[antlr-interest] Is ANTLR suitable for wiki grammar parsing?

Tue Jun 5 06:35:33 PDT 2007

Hi

Thanks for your reply. I'll admit, even after reading the PDF, I'm a  
little confused on how to accomplish what I want. I tried using your  
suggestion, and tried this grammar:

grammar WikiGrammar;

wiki
	: phrase+
	;

phrase
	: bolded
	| underlined
	| ( options {greedy=false;} : .)+
	;

bolded
	: '*' phrase '*'
	;

underlined
	: '_' phrase '_'
	;

With the input

"Hello"

And I got the NoViableAltException.

I'm a little confused as to figure out how to exactly accomplish  
this.  Essentially, I just want to be able to spit out whatever input  
I receive, and be able to recognize recursive markup patterns.  Any  
ideas on how I can get this example (with bold and underline) to do  
this?

Many thanks
Collin

> Hello,
>
> It is noteworthy to mention that my mail client (Mozilla Thunderbird)
> deals with it very well.

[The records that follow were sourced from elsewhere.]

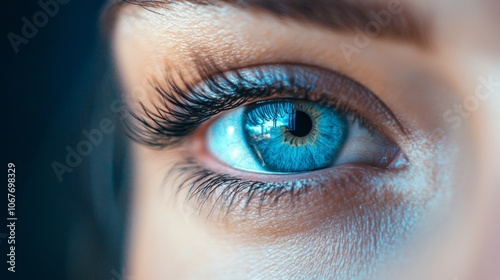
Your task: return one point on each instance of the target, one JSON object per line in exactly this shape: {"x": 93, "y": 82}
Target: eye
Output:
{"x": 271, "y": 119}
{"x": 291, "y": 135}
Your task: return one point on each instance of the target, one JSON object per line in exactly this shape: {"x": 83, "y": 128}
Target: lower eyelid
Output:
{"x": 312, "y": 199}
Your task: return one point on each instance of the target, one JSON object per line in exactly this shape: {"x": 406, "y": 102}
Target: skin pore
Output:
{"x": 354, "y": 222}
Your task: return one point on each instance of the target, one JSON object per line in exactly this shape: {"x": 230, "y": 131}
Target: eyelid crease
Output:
{"x": 181, "y": 107}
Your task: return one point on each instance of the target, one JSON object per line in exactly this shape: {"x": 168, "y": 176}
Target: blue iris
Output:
{"x": 287, "y": 135}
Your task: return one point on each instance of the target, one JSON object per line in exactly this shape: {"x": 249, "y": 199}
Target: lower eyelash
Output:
{"x": 205, "y": 185}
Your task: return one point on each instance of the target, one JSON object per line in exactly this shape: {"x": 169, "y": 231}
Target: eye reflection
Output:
{"x": 291, "y": 135}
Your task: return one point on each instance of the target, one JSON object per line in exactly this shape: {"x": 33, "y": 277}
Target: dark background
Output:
{"x": 54, "y": 89}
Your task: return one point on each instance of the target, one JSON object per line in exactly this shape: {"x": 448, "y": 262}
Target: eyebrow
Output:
{"x": 372, "y": 19}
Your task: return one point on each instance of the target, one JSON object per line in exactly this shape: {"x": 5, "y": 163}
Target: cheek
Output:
{"x": 344, "y": 231}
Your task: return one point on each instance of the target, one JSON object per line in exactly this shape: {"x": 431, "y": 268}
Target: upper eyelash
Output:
{"x": 184, "y": 107}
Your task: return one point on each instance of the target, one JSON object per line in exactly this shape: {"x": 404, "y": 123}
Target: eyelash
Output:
{"x": 183, "y": 108}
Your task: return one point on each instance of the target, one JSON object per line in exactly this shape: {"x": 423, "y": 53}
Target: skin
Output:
{"x": 433, "y": 220}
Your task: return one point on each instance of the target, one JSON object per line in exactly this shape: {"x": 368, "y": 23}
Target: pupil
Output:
{"x": 300, "y": 124}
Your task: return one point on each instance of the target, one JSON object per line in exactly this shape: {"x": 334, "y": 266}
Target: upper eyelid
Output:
{"x": 178, "y": 115}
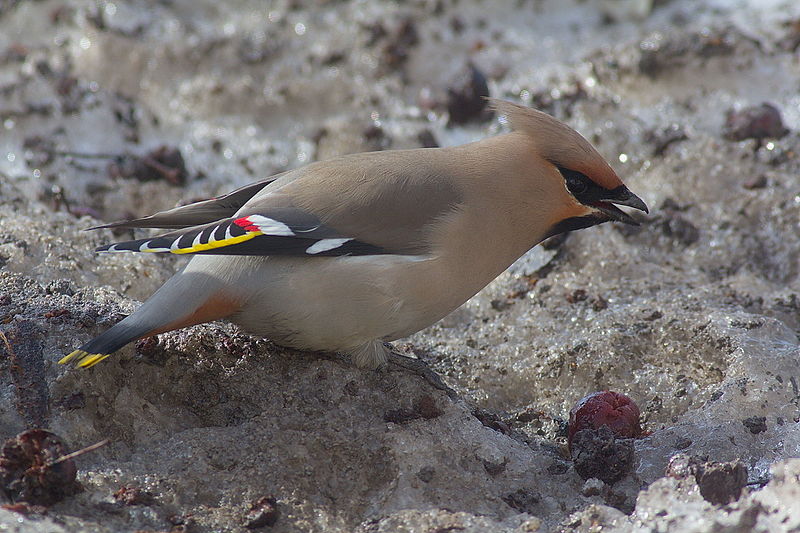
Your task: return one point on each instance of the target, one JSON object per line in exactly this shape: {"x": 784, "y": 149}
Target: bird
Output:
{"x": 348, "y": 254}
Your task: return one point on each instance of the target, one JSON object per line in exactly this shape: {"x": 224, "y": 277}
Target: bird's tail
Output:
{"x": 107, "y": 343}
{"x": 186, "y": 299}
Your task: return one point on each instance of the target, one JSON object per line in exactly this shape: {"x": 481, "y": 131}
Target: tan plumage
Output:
{"x": 345, "y": 254}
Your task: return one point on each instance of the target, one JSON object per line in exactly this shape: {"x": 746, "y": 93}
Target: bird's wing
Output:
{"x": 197, "y": 213}
{"x": 351, "y": 206}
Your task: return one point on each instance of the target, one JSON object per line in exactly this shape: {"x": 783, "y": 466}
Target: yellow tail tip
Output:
{"x": 76, "y": 354}
{"x": 83, "y": 359}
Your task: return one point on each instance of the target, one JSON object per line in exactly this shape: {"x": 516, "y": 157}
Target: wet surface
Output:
{"x": 113, "y": 110}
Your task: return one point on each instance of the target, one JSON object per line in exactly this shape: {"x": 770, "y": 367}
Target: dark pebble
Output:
{"x": 756, "y": 424}
{"x": 263, "y": 512}
{"x": 466, "y": 96}
{"x": 756, "y": 122}
{"x": 599, "y": 453}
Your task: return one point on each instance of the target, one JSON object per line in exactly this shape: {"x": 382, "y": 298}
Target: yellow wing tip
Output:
{"x": 83, "y": 359}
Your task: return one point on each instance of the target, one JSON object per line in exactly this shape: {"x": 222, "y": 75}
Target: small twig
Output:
{"x": 77, "y": 453}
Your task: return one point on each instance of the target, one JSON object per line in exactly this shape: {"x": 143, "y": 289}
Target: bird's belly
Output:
{"x": 342, "y": 303}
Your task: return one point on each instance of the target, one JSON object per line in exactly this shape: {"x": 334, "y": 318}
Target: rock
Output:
{"x": 598, "y": 453}
{"x": 592, "y": 487}
{"x": 32, "y": 468}
{"x": 756, "y": 424}
{"x": 262, "y": 513}
{"x": 466, "y": 96}
{"x": 755, "y": 122}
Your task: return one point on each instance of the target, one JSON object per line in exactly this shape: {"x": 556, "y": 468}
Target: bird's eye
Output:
{"x": 577, "y": 184}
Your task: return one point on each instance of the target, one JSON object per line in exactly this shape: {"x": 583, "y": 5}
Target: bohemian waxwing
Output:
{"x": 346, "y": 254}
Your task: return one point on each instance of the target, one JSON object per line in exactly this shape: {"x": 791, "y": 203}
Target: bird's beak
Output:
{"x": 620, "y": 196}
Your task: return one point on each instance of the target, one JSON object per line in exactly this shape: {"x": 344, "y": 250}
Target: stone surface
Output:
{"x": 694, "y": 315}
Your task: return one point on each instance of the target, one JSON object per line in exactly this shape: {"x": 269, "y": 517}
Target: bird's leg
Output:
{"x": 418, "y": 367}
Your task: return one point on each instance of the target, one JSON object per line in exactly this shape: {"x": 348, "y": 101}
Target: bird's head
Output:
{"x": 588, "y": 190}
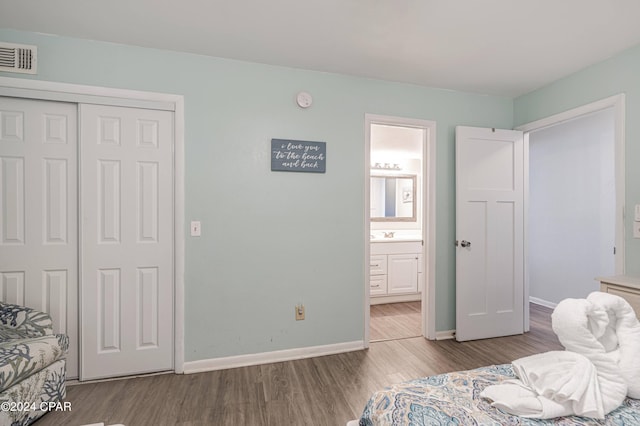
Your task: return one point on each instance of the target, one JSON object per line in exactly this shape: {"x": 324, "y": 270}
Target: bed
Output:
{"x": 453, "y": 399}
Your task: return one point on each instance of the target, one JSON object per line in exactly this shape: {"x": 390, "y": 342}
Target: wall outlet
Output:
{"x": 299, "y": 312}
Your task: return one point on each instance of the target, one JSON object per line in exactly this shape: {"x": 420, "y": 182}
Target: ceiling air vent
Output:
{"x": 18, "y": 58}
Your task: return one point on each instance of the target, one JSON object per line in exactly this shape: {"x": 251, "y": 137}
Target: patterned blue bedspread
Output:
{"x": 453, "y": 399}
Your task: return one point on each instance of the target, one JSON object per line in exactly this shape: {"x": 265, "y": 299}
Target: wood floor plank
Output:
{"x": 326, "y": 390}
{"x": 395, "y": 321}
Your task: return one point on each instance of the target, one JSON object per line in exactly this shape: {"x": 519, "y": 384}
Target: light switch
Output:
{"x": 196, "y": 230}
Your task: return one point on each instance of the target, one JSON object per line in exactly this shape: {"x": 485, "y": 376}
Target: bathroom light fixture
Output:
{"x": 386, "y": 166}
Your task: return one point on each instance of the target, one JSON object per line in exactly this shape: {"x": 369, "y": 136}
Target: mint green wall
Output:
{"x": 271, "y": 240}
{"x": 619, "y": 74}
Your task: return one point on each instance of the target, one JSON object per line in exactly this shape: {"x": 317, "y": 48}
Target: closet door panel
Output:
{"x": 38, "y": 212}
{"x": 127, "y": 229}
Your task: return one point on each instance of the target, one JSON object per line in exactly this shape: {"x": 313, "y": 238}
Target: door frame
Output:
{"x": 66, "y": 92}
{"x": 617, "y": 102}
{"x": 428, "y": 218}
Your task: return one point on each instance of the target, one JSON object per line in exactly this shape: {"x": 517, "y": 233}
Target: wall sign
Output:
{"x": 298, "y": 156}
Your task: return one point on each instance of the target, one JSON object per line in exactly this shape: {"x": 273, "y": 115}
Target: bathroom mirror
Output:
{"x": 392, "y": 198}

Maybe having a look at their source could be
> useful (don't ask me where precisely though!).
>
> I see that you don't define any whitespace in your grammar. Maybe
> dealing with the input line by line could make things simpler?
>
> What about enabling backtracking? Why not define a non-greedy (.)+  
> rule
> for anychars? I think the latter would match when the other rules  
> don't.
> I'm not sure 100%, but it is my impression that the generated parser
> behaves a bit differently than when its in a different rule.
>
> Tell me what that gives:
>
>   phrase
>       : bolded
>       | underlined
>       | ( options {greedy=false;} : .)+ ;
>       ;
>
> MA
>
> Collin VanDyck wrote:
> > Hello
> >
> > I'm trying to evaluate ANTLR to determine whether or not it would  
> be a
> > good fit for a wiki that we're currently developing.
> >
> > Essentially, the question boils down to how elegantly it would  
> handle a
> > wide variety of somewhat unstructured input.  In other words,  
> users are
> > going to be entering in rather freeform content (i.e. copying and
> > pasting form Word or some other character source), and I want  
> ANTLR to
> > be able to accept all of the input but match special sequences.
> >
> > An example of this would be:
> >
> > "This is some *bold* wiki content that might also be _underlined_ in
> > places"
> >
> > The special rules would simply output each character that doesn't  
> fall
> > into a special rule, and then to recognize *bold* and _underlined_
> > specially.
> >
> > I've written a small ANTLR grammar which is able to parse this, but
> > fails pretty quickly when you do things like:
> >
> > "This is some *irregular** input_"
> >
> > In the latter case, I'd really just like for the first  
> *irregular* to be
> > parsed as a bolded word, and since the other characters don't have
> > closing symbols, to be able to just treat them as fairly regular
> > characters like 'a', 'b', 'c', etc.
> >
> > Is it possible and reasonable to use ANTLR for this purpose?  Can I
> > create a grammar which will accept ANYTHING, and simply be able  
> to parse
> > out the bits and pieces that are interesting?
> >
> > I'm pasting in the grammar I created.  I apologize in advance for  
> the
> > incorrectness of it.
> >
> > -Collin
> >
> > ------------------
> >
> > grammar WikiGrammar;
> >
> > wiki
> >     : phrase+
> >     ;
> >
> > phrase
> >     : bolded
> >     | underlined
> >     | anychars
> >     ;
> >
> > bolded
> >     : ASTERISK phrase ASTERISK
> >     ;
> >
> > underlined
> >     : UNDERSCORE phrase UNDERSCORE
> >     ;
> >
> > anychars
> >     : (CHAR)+
> >     ;
> >
> > UNDERSCORE
> >     : '_'
> >     ;
> >
> > ASTERISK
> >     : '*'
> >     ;
> >
> > CHAR
> >     : .
> >     ;
> >
> >
> >
> >

-----
Collin VanDyck
CTO - Hannon Hill